Title of the PhD project
Machine Learning strategies for excited-state dynamics of biological systems

Abstract of the PhD project
The intricate response of biological systems to light involves complex factors operating across diverse spatial and temporal scales. Events at the excited state of small chromophores within photo-responsive proteins can induce profound structural changes, necessitating a multi-scale approach. This entails integrating the precision of quantum mechanical (QM) descriptions with rapid evaluations of molecular properties, especially within intricate environments.
In this project, our specific focus lies on a process known as non-photochemical quenching (NPQ), frequently occurring in photosynthetic systems, where numerous chromophores are involved in energy or charge transfer processes.
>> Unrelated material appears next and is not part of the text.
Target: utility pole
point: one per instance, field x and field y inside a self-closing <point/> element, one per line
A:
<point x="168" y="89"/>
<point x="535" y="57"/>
Efficiently computing their properties, interactions, and incorporating environmental effects at a low computational cost is pivotal for this research.
In this project, we investigate Machine Learning (ML)-based strategies to achieve this goal, combining statistical learning methods with a detailed understanding of the systems at hand. This approach promises efficient models for predicting biological functions of interest, also paving the way for performing excited state dynamics simulations at a lower computational cost.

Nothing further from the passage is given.